August 17, 2004

Adaptable Pattern

The Eclipse core makes use of the Adapter Pattern (GOF) in a really interesting way to allow for further extensions to core interfaces without requiring recompiles, or interface extension bloat. You can add new functionality to implementors of existing interfaces without having to modify every derivative type in and outside of Eclipse.

The idea is that you create an interface IAdaptable:

public interface IAdaptable {
    Object getAdapter(Class adapter);
}

and have your application interfaces extend it, eg:

public interface IProcess extends IAdaptable {
  // ... IProcess interface method declarations
}

You then go ahead and write your normal functionality.

With this in place, lets see how in the future the Adapter pattern allows us to extend new functionality into the IProcess interface. Let's create a concrete Adapter implementation:

public interface SuspendableProcess {
    void suspend();
}
public class SuspendableProcessImpl implements SuspendableProcess {
    public SuspendableProcessImpl(IProcess process) {
        this.process = process;
    }
    public void suspend() {
        // implementation to suspend the process....
    }
}

All that's required now is the implementation of the getAdapter() method on IProcess.

A simple implementation could be:

public Object getAdapter(Class adapter) {
  if (adapter.equals(SuspendableProcess.class) {
    return new SuspendableProcessImpl(this);
  }
  return null; // or pass it to a super implementation
}

Clients can then get access to the new functionality by doing the following:

IProcess process = .... // retrieve reference to process instance
SuspendableProcess suspendable = (SuspendableProcess) process.getAdapter(SuspendableProcess.class);
suspendable.suspend();

Nice - we've added new functionality to the IProcess interface without having to modify all classes that implement it.

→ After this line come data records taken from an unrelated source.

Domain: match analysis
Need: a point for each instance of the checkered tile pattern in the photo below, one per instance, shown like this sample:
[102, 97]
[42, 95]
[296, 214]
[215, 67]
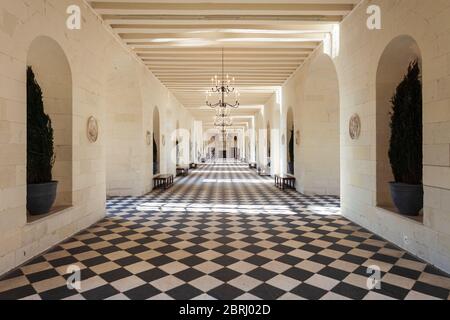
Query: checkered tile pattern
[225, 233]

All is not yet finished, the getAdapter() method isn't quite production ready, to add new Adapters we still have to modify the getAdapter() method to define concrete types which requires recompiling all the time. Eclipse uses the concept of an AdapterFactory to solve this, eg:

public interface IAdapterFactory {
    Class[] getAdapterList();
    Object getAdapter(Object adaptableObject, Class adapterType);
}

and an AdapterManager to register factories as adapters for particular interfaces, eg:

IAdapterManager manager = Platform.getAdapterManager();
manager.registerAdapters(new SuspendableProcessAdapterFactory(), IProcess.class);

This lets us have a generic IProcess.getAdapter() implementation that simply passes the request for the adapter to the manager to fulfill.